Our hypothesis and workaround
At least the AD and sign-in problems always seem to go away when switching the application pool from ApplicationPoolIdentity to NetworkService. (We found one report confirming this.)
Page "Troubleshooting Authentication Problems on ASP Pages" has some suggestions related to primary vs. secondary tokens, and what I find encouraging is that it links the first two of our errors: it mentions NT AUTHORITY\ANONYMOUS LOGON
access, and AD errors 0x8000500C and "The specified directory service attribute or value does not exist".
(The same page also mentions ADSI schema cache problems, but everything we can find on that topic is old. For now we consider this to be unrelated.)
Based on the above, our current working hypothesis is that, only when running under a virtual app pool identity, our web application (IIS? worker process?) suddenly loses its primary token, so that IIS only has a secondary token, so that all access to Active Directory and SQL Server is done anonymously, leading to all of the above errors.
For now we intend to switch from ApplicationPoolIdentity to NetworkService. Hopefully this makes all of the above problems go away. But we are not sure; and we would like to switch back if possible.
Our question
Is the above hypothesis correct, and if so, is this a bug in IIS/Windows/.NET? Under which circumstances does this primary token loss occur?
Through Microsoft Support I found out that we ran into the issue described in Microsoft Knowledge Base article KB2545850. This only occurs when ApplicationPoolIdentity is used. It occurs very easily, namely, after the machine account password is changed (which by default happens automatically every 30 days), and then IIS is restarted (e.g., through iisreset
). Note that the problem goes away after a reboot, according to Microsoft and our observations.
According to Microsoft it is not possible to check if your Windows/IIS has gotten into this state.
Microsoft has a hotfix attached to this KB article. There is no indication when that hotfix will be rolled into an official delivery, and the hotfix is already 10 months old. In our specific case, we decided to switch to NetworkService instead.

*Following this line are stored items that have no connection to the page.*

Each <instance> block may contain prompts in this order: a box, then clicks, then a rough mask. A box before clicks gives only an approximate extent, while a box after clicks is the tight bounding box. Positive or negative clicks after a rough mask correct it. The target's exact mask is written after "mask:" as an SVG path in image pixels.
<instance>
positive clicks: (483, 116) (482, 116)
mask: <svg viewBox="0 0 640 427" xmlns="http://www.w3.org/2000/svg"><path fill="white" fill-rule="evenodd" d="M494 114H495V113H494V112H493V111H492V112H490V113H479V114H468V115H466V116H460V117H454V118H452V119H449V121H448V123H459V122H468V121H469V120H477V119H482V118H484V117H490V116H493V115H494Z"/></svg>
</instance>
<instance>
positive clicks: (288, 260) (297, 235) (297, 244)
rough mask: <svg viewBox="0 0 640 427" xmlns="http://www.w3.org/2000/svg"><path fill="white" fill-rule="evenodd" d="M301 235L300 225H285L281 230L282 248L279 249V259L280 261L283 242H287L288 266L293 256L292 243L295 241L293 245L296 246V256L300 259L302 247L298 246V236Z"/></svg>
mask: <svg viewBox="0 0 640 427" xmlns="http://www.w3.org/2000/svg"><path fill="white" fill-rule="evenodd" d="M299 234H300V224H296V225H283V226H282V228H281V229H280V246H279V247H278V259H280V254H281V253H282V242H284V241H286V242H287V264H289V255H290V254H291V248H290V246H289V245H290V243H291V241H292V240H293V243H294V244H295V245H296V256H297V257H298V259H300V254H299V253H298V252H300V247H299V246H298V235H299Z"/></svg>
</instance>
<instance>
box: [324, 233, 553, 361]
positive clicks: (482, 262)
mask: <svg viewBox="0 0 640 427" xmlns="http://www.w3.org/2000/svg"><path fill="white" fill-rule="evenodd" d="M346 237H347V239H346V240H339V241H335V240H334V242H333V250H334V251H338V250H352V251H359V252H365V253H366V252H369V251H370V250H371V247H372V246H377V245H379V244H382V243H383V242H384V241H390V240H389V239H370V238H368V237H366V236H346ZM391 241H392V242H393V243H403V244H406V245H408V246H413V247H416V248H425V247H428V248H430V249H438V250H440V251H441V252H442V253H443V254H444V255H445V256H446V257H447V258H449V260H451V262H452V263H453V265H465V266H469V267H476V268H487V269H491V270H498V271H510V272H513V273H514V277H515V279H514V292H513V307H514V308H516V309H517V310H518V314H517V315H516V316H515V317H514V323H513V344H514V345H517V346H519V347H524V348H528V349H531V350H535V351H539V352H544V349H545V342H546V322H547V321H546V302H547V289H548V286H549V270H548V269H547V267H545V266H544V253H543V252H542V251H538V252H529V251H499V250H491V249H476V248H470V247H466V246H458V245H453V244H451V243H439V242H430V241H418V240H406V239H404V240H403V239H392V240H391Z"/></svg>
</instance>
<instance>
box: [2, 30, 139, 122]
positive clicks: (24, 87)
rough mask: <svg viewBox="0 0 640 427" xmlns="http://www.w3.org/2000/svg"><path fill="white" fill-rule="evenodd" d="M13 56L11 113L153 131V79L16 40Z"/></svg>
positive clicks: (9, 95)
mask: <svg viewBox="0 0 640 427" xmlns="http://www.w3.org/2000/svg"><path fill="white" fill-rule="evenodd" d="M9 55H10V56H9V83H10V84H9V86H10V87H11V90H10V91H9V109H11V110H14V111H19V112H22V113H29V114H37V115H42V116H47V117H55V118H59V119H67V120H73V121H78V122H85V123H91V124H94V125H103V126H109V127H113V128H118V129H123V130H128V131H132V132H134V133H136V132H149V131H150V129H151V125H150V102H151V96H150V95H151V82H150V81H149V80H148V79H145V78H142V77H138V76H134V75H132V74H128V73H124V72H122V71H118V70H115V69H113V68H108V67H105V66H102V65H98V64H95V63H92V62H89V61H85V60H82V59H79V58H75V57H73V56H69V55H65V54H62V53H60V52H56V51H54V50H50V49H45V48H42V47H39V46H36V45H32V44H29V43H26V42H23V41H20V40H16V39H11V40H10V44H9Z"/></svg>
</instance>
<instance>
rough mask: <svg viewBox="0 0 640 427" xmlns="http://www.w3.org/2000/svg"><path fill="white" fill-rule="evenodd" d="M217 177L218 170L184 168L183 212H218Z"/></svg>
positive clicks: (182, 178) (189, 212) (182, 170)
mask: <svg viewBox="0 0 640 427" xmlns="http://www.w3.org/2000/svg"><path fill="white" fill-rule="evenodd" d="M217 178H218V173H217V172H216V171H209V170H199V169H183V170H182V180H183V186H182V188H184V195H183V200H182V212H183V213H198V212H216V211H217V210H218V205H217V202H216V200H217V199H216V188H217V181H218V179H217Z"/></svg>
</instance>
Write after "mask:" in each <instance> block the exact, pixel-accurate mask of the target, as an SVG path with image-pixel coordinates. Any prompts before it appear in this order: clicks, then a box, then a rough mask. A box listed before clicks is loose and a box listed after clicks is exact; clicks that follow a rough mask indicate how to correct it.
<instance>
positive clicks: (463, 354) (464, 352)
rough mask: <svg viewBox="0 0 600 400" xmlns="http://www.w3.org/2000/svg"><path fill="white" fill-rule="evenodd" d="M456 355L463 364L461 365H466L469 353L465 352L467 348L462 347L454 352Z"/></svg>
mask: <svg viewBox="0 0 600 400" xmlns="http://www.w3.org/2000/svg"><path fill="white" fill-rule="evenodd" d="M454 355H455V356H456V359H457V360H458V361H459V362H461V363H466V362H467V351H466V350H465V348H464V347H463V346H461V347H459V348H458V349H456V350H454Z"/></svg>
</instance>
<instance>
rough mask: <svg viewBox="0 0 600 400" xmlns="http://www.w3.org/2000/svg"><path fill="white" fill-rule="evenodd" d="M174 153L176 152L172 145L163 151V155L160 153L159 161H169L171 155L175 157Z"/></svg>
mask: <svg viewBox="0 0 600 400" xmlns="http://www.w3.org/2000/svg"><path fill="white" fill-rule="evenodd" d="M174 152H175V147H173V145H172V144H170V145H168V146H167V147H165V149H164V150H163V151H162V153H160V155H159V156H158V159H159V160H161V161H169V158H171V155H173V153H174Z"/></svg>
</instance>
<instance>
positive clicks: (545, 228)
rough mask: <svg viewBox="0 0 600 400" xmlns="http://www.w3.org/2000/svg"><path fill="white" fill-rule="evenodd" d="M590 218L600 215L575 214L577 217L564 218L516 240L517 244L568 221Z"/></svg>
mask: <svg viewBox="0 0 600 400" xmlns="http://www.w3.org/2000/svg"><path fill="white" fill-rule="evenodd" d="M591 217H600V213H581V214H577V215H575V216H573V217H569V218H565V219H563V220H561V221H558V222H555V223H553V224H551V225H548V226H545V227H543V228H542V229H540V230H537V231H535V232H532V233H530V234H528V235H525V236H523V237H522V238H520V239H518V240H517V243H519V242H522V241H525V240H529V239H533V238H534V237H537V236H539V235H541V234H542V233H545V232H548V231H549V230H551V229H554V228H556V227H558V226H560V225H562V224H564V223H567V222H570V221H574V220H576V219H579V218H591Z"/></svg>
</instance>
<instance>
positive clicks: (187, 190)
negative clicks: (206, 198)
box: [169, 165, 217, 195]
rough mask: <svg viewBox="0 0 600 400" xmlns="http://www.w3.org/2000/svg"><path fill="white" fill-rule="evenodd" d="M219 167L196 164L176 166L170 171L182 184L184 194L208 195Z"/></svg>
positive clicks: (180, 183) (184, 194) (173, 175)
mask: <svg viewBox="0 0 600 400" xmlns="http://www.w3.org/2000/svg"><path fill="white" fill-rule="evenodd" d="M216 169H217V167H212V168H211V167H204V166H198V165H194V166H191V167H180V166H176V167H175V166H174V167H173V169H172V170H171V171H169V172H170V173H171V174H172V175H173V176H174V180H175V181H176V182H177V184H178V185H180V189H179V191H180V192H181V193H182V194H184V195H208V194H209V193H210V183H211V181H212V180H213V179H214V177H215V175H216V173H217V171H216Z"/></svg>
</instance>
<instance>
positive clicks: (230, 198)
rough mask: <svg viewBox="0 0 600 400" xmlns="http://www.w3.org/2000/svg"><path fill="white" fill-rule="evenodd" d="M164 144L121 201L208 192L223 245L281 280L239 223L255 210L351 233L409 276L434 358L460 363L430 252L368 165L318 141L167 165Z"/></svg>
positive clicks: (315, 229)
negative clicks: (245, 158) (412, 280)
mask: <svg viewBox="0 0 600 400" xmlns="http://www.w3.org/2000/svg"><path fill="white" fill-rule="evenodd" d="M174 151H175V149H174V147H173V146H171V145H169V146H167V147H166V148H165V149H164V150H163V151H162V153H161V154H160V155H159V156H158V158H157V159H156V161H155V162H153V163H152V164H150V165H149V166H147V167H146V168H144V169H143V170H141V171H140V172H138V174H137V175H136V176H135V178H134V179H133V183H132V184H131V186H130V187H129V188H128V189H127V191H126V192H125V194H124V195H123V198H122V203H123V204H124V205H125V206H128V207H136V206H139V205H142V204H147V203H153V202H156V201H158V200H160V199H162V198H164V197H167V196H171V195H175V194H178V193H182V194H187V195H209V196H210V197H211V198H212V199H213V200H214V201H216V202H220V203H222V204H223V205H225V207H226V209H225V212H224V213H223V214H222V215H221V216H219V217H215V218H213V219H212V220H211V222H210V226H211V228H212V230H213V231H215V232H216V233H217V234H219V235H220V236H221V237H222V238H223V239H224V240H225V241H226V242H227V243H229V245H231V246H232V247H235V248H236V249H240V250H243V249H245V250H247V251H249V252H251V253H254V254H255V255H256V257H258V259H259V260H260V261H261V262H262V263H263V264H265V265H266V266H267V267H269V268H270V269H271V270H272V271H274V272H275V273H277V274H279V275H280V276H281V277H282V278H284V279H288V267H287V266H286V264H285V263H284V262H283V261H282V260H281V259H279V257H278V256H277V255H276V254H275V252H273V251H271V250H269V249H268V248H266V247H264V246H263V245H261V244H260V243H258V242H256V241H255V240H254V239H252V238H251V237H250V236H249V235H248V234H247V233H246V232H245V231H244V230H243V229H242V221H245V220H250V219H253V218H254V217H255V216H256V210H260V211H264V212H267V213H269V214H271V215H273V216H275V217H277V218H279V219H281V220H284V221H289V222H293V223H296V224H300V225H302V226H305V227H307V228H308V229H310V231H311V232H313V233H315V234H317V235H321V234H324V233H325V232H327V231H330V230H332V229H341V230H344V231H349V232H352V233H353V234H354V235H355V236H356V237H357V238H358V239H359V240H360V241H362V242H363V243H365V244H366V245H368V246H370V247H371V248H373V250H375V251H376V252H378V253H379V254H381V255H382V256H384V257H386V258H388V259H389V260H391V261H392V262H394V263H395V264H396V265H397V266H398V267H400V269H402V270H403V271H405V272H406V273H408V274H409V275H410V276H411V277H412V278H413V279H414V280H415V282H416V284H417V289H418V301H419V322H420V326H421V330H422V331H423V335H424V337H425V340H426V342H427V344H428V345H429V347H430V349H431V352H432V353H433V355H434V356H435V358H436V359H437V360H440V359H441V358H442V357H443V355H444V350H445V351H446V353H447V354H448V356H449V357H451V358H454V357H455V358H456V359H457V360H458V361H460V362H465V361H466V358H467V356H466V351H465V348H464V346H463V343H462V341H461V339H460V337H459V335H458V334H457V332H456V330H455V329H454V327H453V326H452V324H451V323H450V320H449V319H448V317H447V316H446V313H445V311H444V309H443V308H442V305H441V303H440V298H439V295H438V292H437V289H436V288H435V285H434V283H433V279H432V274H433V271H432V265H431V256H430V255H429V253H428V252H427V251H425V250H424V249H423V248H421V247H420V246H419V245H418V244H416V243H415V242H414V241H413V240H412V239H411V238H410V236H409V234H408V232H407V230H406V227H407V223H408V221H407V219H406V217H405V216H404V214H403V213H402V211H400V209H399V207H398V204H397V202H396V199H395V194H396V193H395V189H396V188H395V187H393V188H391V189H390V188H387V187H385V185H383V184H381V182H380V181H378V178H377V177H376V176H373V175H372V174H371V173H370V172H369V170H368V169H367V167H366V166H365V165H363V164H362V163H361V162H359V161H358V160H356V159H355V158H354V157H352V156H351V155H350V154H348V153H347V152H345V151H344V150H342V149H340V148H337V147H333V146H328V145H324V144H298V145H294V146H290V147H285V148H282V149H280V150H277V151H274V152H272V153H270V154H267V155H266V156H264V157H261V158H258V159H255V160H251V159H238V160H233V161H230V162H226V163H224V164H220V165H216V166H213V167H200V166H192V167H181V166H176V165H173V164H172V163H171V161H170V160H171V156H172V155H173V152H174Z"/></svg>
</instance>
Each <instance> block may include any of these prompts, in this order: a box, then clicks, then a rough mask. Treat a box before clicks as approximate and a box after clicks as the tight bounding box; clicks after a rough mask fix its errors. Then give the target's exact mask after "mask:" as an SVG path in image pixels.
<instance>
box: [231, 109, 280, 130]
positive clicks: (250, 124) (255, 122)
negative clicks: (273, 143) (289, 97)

See https://serverfault.com/a/403534/126432 for my comments on the same problem/solution.
Using the hotfix you linked to allowed me to get ApplicationPoolIdentity working as the docs say it should. This hotfix doesn't specifically describe a solution for accessing network resources as NT AUTHORITY\ANONYMOUS LOGON, but it's related to the computer password changing. Bottom line is that it worked for me, at least so far.